Pero, volviendo, Emma no es un caso excepcional. Emma es todas las chicas de su época, aunque no todas tuvieron el coraje de llevar sus ilusiones hasta tan lejos. De su época y de la nuestra. Porque, si bien el matrimonio y la familia están siendo –feminismo mediante- cuestionados, el sueño de “tener una familia”, parece seguir siendo el que está más alto en el ranking de sueños femeninos.

¿No sabían las mujeres que soñaban con casarse que les esperaba una vida entera de trabajo forzado, no pago y nunca reconocido? ¿No sabían que si querían echarse atrás les iba a ser imposible o con un costo altísimo? ¿No saben ahora las mujeres que el amor romántico, lleno de “quiero que seas mía”, “quiero ser todo tu mundo” implica una cesión de autonomía? ¿No saben que “tener una familia” conlleva, aun cuando les hijes se hayan ido a “formar sus propios hogares” que mientras haya marido sigue siendo la cocina el territorio más frecuentado por ellas? Si algo puede decirse del mundo moderno occidental es que las mujeres no son obligadas a casarse. Las mujeres se casan por su propia voluntad. Y no sólo eso, sino que participan activamente en la organización de una celebración destinada a ser “el día más importante” de sus vidas. No todas las mujeres, está claro. No todos los hombres arrasan con la autonomía de las mujeres, por si hace falta aclararlo. Pero todas las estadísticas nos dicen que los hombres casados tienen mucha más libertad y gozan de una autonomía mucho mayor que las mujeres casadas. Baste ir a una reunión de familias en cualquier escuela y hacer la cuenta de cuántos varones hay y cuántas mujeres están presentes.

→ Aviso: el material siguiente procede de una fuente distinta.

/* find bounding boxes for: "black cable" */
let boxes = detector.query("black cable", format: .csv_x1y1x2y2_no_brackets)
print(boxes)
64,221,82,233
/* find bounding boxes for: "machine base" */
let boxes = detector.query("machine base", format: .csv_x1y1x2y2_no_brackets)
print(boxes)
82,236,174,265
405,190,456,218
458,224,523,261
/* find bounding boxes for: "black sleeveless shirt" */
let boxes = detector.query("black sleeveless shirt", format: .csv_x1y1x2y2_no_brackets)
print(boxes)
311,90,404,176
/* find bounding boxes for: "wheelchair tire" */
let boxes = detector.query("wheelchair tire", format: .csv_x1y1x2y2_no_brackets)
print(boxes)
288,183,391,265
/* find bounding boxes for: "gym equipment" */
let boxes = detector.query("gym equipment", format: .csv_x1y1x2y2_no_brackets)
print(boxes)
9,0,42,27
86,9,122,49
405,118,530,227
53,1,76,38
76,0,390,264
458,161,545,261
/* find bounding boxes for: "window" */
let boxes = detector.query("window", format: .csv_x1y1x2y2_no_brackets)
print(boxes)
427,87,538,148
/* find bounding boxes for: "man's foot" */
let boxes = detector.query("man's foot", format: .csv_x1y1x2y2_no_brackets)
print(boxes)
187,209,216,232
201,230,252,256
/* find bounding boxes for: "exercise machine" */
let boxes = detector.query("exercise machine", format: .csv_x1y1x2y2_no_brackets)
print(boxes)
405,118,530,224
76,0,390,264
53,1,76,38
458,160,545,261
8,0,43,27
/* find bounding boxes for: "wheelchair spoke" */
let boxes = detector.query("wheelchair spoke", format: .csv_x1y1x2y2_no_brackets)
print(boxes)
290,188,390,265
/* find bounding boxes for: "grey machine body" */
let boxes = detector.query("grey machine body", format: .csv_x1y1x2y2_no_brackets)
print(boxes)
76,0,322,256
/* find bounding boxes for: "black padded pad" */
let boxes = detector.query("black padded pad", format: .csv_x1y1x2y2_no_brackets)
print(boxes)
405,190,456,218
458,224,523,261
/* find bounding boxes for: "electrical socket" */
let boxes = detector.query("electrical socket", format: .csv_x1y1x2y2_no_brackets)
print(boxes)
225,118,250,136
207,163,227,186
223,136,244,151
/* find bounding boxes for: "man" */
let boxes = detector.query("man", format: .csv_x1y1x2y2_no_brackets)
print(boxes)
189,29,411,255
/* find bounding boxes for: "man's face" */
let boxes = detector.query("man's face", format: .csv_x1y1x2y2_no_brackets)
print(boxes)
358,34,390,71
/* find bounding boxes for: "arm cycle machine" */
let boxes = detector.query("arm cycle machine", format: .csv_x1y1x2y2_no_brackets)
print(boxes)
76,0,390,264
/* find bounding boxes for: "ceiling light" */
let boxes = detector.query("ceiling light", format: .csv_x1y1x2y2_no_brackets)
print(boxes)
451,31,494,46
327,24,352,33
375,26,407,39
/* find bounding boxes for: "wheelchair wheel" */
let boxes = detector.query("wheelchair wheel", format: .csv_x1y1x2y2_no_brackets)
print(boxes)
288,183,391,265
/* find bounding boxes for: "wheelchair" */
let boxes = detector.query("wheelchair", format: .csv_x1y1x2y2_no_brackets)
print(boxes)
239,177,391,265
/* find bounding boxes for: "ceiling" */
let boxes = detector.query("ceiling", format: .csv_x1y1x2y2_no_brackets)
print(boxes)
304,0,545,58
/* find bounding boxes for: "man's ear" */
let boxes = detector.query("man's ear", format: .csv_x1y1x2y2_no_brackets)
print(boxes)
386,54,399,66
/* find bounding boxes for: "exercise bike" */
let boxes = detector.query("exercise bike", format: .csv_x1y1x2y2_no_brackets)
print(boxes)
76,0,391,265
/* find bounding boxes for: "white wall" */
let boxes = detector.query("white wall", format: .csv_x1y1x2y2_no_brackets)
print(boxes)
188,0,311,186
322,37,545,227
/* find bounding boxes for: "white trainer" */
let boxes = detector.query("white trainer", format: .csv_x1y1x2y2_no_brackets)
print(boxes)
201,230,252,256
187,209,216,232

En estos días hemos escuchado una y otra vez frases de asombro, de indignación, de angustia y de terror. Cómo puede ser que la gente elija, por propia voluntad, firmar un cheque en blanco a quienes dicen a viva voz que pretenden quitar derechos e imponer mayores restricciones civiles, económicas, culturales. Cómo puede ser que les jóvenes elijan a quienes son amigos de la represión. Cómo pueden las maestras votar a quienes quieren cerrar la escuela pública. Por qué profesionales de la salud eligen ser gobernados por quienes quieren eliminar el Ministerio de Salud.

 

A lo mejor podríamos empezar por preguntarnos por qué nos parece normal que las mujeres (muchas mujeres, demasiadas mujeres) sueñen con el vestido blanco, el ramo de rosas y un padre que las lleve por una alfombra roja a los brazos de un hombre. Por qué nos parece tan natural que el objetivo de toda persona de bien sea el de formar una familia, vivir en una casa (con perro o con gato, pero siempre con jardín), tener descendencia y un “trabajo decente” que implique al menos ocho horas de cada día y que el tiempo para hacer lo que nos hace felices se llame “tiempo libre”. Que parezca admirable que alguien se haga millonario a costa del trabajo de un montón de gente. Y que ese montón de gente le entregue voluntariamente su fuerza de trabajo. Por ahí, si deja de parecernos natural el patriarcado y el capitalismo, podríamos encontrar algunas respuestas. Quién sabe.